Benji Ndolo, director of the Organisation for National Empowerment, said Kenyans would view the ICC as a flawed institution incapable of gathering evidence against senior leaders if it failed to convict the
defendants.

“Kenyans would look at the ICC as lacklustre and a weak institution that is [open to manipulation],” he said. “Those who risked their lives, including NGOs and witnesses, would be thoroughly
disappointed.”

But other legal experts argue that regardless of the outcome of proceedings against Ruto/Sang and Kenyatta, the ICC has already created a strong deterrent against future crimes in Kenya.
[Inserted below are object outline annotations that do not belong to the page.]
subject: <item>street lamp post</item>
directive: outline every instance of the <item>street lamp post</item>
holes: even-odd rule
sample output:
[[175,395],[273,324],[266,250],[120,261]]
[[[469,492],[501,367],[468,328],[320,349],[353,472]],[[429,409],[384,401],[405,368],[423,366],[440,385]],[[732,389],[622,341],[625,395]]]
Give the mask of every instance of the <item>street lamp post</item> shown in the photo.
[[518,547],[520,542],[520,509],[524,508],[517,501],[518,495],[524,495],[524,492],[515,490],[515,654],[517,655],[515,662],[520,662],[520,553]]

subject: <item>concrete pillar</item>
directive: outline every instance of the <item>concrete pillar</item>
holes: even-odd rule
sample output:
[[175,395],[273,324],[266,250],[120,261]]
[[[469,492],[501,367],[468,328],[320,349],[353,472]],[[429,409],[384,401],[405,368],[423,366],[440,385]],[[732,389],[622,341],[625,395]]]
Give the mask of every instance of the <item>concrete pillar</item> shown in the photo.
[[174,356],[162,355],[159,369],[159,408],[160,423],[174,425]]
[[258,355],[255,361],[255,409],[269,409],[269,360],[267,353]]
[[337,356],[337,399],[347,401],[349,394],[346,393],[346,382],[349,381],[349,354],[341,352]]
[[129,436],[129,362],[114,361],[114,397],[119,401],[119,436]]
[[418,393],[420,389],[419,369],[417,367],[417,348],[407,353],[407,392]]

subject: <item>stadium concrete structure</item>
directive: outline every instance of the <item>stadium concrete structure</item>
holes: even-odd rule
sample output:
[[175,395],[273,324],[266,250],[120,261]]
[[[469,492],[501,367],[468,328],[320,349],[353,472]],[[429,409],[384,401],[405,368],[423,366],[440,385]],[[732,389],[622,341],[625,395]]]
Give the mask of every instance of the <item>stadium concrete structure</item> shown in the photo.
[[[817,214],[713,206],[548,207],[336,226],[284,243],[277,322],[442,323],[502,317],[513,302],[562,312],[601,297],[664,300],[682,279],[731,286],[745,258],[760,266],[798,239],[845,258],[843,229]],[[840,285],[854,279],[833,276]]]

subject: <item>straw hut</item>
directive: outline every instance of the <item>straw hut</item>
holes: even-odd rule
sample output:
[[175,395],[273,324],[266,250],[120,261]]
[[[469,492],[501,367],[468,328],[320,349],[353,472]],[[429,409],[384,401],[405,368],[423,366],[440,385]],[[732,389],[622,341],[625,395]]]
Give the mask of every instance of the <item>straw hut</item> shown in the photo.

“The ICC process will go a long way in showing Kenyans that no one is above the law and even the mightiest can be tried,” Donald Rabala, a senior lawyer at the High Court in Nairobi, said. “Before [2010] such things were not possible in Kenya.”

Last year’s presidential and local elections went off in a largely peaceful manner, and were hailed as proof of the ICC’s ability to deter people from engaging in mass crimes.

“One of the most important contributions an institution like the ICC can make is to act as a credible deterrent measure against atrocities,” Fergal Gaynor, the legal representative for victims in the Kenyatta case, said. “I am personally convinced that the threat of ICC prosecutions may well have been a significant factor [in the peaceful polls].”

Others argue that the central issue is whether the court has taken every possible step to deliver justice.
Mokaya Orina, a lecturer at Moi University, says that the actual legacy of the Court will be determined by a fair determination of the
cases.

“This is why the Judges are trying hard to ensure that the cases are not dismissed on mere technicality,” he noted.

The law don was referring to two recent rulings where the bench ordered the Kenyan government to disclose Kenyatta’s financial records and to compel some eight witnesses to testify against Ruto and Sang.

Others highlight the example that the ICC has set for reforms to Kenya’s domestic justice system.

City lawyer Vincent Lempa says The Hague court has demonstrated that criminal prosecutions must be carried out solely on the basis of evidence, and that the wealthy elite and senior public figures cannot
be shielded.

“The Kenyan judiciary has a history of being soft and friendly to the rich and the powerful,” he told the Standard on Sunday. “The Hague cases are a challenge to the Kenyan bench.”

As a case in point, Lempa praised the establishment of the International Crimes Division (ICD) of Kenya’s High Court. This unit is currently being set up to deal with crimes against humanity, war
crimes and genocide – matters that would previously have been tried at
the ICC.

According to Kenya’s Judicial Services Commission, the ICD will have powers to try mid- and lower-level perpetrators of the 2007-08 unrest under the International Crimes Act, a domestic version of the ICC’s
Rome Statute that was written into national law in 2009.

In Lempa’s view, “Without the ICC, the ICD would not have been created.”

Other supporters of the ICC say the challenges it has faced in Kenya should not detract from its achievements.

Rabala points to the way the Kenyan authorities have attempted to protect Kenyatta and Ruto from the course of justice.

Since 2010, the government has lodged a succession of challenges with ICC itself and with the United Nations Security Council, seeking either to delay the cases or to have them terminated altogether. Last
September, the lower and upper houses of the Kenyan parliament voted
to pull out of the ICC completely.

“The integrity of the court will remain intact,” Rabala concluded. “When the entire story is finally written it will be said that Kenyans, in effect, shielded their leaders.”